Ruby comments on Towards more cooperative AI safety strategies

Ruby 21 Jul 2024 4:29 UTC
3 points
0
I’m confused about your question. I am not imagining that the pivotal act AI (the AI under discussion) does any of those things.
- Eli Tyre 21 Jul 2024 4:47 UTC
  2 points
  0
  Parent
  I am not imagining that the pivotal act AI (the AI under discussion) does any of those things.
  Right, but I’m asking about what you’re visualization of a Friendly AI as described in the sequences, not a limited AGI for a pivotal act.
  
  I’m confused by your confusion! Are you saying that that’s a non-sequitur, because I’m asking about a CEV-sovereign instead of a corrigible, limited genie or oracle?
  
  It seems relevant to me, because both of those were strategic goals for MIRI at various points in it’s history, and at least one of them seem well characterized as “taking over the world” (or at least something very nearby to that). Which seems germane to the discussion at hand to me.
  - Ruby 21 Jul 2024 5:05 UTC
    2 points
    0
    Parent
    I would be surprised if a Friendly AI resulted in those things being left untouched.
    
    I think that is germane but maybe needed some bridging/connecting work since this thread so far was about MIRI-as-having-pivotal-act-goal. Whereas I was less sure about whether MIRI itself would enact a pivotal act if they could than Habryka, my understanding was they had no plan to create a sovereign for most of their history (like after 2004) and so doesn’t seem like that’s a candidate for them having a plan to take over the world.
    - Eli Tyre 21 Jul 2024 5:19 UTC
      3 points
      1
      Parent
      my understanding was they had no plan to create a sovereign for most of their history (like after 2004)
      Yeah, I think that’s false.
      
      The plan was “Figure out how to build a friendly AI, and then build one”. (As Eliezer stated in the video that I linked somewhere else in this comment thread).
      
      But also, I got that impression from the Sequences? Like Eliezer talks about actually building an AGI, not just figuring out the theory of how to build one. You didn’t get that impression?

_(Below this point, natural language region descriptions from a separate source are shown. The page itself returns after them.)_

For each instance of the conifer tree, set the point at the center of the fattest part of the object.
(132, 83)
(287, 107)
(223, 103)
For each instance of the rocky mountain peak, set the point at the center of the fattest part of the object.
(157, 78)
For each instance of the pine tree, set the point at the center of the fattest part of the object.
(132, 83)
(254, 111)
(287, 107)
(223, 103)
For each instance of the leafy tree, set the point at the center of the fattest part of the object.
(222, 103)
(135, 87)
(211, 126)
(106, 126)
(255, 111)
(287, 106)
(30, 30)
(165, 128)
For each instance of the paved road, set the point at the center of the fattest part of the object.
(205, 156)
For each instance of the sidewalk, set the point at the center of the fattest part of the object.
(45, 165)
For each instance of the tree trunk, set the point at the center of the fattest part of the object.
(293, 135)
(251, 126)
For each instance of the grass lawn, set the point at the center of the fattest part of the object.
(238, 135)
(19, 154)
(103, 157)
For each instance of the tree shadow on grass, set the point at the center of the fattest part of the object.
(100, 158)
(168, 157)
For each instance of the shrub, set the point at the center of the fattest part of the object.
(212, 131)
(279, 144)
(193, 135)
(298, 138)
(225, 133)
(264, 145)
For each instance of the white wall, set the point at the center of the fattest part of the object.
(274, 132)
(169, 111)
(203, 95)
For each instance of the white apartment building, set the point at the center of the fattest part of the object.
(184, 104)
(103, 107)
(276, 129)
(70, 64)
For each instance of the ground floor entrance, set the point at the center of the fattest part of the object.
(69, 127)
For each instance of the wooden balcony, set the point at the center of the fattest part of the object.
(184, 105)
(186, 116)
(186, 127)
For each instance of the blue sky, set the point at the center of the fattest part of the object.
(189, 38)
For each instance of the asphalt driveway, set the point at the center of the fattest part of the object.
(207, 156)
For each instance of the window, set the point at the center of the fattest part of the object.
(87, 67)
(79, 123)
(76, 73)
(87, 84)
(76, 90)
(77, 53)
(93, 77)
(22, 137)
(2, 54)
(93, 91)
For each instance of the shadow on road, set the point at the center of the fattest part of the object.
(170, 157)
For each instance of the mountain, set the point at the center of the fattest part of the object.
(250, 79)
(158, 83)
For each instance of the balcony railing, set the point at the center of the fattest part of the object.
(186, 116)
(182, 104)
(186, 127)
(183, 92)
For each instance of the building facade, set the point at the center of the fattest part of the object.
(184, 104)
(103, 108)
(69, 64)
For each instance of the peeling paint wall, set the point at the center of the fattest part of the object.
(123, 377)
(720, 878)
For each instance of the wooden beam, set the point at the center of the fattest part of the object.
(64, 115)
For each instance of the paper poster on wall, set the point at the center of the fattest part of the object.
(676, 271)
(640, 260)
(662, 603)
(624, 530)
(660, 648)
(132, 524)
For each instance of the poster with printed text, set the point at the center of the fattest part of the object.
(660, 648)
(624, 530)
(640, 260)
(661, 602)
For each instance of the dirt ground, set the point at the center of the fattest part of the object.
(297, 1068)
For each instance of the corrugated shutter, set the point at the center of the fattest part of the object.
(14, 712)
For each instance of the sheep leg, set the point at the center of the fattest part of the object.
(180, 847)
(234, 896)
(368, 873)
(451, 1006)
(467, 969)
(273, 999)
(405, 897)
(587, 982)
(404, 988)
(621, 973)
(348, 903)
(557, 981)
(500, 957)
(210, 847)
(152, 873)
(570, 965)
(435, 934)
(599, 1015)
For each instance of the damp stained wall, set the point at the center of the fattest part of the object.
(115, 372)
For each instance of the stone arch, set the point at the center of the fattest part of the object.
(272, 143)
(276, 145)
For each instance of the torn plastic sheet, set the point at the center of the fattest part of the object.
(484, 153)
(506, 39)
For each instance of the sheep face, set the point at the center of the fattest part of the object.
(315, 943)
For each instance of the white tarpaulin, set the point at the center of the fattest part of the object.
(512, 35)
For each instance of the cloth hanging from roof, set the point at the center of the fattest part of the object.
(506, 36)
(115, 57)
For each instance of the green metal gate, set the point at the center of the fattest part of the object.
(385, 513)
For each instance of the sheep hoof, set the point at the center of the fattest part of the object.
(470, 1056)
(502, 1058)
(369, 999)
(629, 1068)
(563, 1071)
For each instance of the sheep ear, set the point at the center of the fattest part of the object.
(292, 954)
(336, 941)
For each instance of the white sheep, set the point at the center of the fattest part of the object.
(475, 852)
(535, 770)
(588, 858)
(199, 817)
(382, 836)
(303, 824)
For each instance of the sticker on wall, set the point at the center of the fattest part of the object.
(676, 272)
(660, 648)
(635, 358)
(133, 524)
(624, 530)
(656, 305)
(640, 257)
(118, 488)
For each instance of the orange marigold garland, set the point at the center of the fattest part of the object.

      - Ruby 21 Jul 2024 5:33 UTC
        4 points
        2
        Parent
        I don’t remember what exactly I thought in 2012 when I was reading the Sequences. I do recall sometime later, after DL was in full swing, it seeming like MIRI wasn’t in any position to be building AGI before others (like no compute, not the engineering prowess), and someone (not necessarily at MIRI) confirmed that wasn’t the plan. Now and at the time, I don’t know how much that was principle vs ability.
        Ruby 21 Jul 2024 5:42 UTC
        2 points
        0
        Parent
        My feeling of the plan pre-pivotal-act era was “figure out the theory of how to build a safe AI at all, and try to get whoever is building to adopt that approach”, and that MIRI wasn’t taking any steps to be the ones building it. I also had the model that due to psychological unity of mankind, anyone building an aligned[ with them] AGI was a good outcome compared to someone building unaligned. Like even if it was Xi Jinping, a sovereign aligned with him would be okay (and not obviously that dramatically different from anyone else?). I’m not sure how much this was MIRI positions vs fragments that I combined in my own head that came from assorted places and were never policy.
        Eli Tyre 21 Jul 2024 18:39 UTC
        3 points
        0
        Parent
        Well, I can tell you that they definitely planned to build the Friendly AI, after figuring out how.
        
        See this other comment.
        Ruby 21 Jul 2024 19:17 UTC
        2 points
        0
        Parent
        Pretty solid evidence.